Al fin y al cabo todos, tanto los de pueblo como los de ciudad, nos hemos sentido alguna vez ignorantes o palurdos, quizás deslumbrados, ante inventos o novedades de otras latitudes. Pero no, el tipo de cateto al que se refería era al ignorante de ciudad con respecto a los usos y costumbres de los pueblos. Ahí es donde el calificativo de palurdo puede adquirir toda su máxima expresión y no referido, precisamente, al personal pueblerino.
No me extenderé, por sabido, en describir la extraordinaria sabiduría que acumula y atesora cualquier persona por el solo hecho de criarse y vivir en permanente contacto con la denominada, en nuestra cultura, Madre Naturaleza; concepto a medio camino entre lo divino y lo humano tantas veces sometido a manipulación. Pero puesto a comparar, que es a lo que iba, el nivel de conocimiento y capacidad ante determinadas situaciones entre urbanitas y rurales, me basta con recordar las «novatadas» o «bromitas» que los de ciudad infringíamos en «la mili» a los de pueblo. Y es que nada tenía que ver con la contundencia e imaginación con que estos se vengaban poniendo en evidencia a los «enteraos» de la capital. Siempre ganaban.

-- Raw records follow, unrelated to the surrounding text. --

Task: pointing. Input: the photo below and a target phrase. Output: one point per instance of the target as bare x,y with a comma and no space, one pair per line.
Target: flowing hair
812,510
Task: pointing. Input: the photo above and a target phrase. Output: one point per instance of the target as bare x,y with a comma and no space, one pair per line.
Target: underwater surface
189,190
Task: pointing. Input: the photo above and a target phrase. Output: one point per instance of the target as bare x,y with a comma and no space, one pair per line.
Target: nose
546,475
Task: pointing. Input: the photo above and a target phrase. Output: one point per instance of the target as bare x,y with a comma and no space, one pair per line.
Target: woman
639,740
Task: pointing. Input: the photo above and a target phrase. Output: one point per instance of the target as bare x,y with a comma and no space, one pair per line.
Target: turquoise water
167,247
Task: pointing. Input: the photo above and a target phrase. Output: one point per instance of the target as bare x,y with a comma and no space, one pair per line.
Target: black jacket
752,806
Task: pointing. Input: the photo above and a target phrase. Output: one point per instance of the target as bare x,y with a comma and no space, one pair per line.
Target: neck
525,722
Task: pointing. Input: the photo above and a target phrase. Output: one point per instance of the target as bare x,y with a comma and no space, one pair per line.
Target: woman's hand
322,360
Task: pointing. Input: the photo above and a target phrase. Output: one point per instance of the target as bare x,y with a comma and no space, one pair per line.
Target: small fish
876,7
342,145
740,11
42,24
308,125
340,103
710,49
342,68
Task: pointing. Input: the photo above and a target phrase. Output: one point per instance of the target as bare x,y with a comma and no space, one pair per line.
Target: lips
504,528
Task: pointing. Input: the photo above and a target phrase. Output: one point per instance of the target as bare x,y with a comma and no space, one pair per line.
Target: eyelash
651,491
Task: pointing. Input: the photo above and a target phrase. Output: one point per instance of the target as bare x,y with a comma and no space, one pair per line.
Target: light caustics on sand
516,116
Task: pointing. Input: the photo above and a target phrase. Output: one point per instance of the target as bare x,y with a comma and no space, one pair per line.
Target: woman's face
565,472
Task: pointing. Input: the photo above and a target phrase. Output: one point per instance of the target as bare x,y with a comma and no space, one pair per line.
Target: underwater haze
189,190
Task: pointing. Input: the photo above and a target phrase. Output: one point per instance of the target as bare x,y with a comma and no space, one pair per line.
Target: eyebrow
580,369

Cómo estaría de escarmentado el que esto suscribe que, recién ascendido a cabo y estando de guardia en las dependencias del Estado Mayor de la región aérea, recibe una llamada con voz femenina pidiendo que subiera un soldado a la vivienda del Tte. Gral. -vivía arriba del edificio- para matar un pavo. Era Navidad, pero al no ser todavía el día de los Inocentes, el olor a chamusquina resultaba inevitable. La señora, que resultó ser ama de llaves del General, tuvo que repetir tres llamadas más para lograr convencerme de que su petición no era ninguna broma y deduje por el tono que me exponía además a sanción posiblemente grave. El problema vino después cuando la media docena de soldados de la que disponía se negó en redondo a la matanza en cuestión. Todos me daban la excusa de no ser de pueblo. Daban por hecho que para matar un pavo había que ser de pueblo. Yo también lo creía hasta que no tuve más remedio que asumir que siendo de ciudad también podría hacerlo. No me quedaba otra y allá que subí, cuchillo en mano, entrando a matar a un pobre pero enorme pavo sujeto por dos sirvientas, mirando a la pared como tendido imaginario y rematando la faena con la guerrera llena de sangre para horror y espanto de mi madre cuando vio entrar en casa al cateto de su hijo. Cateto de ciudad, por supuesto. Cuánto habría dado aquél día por ser un cateto de verdad, pero de pueblo.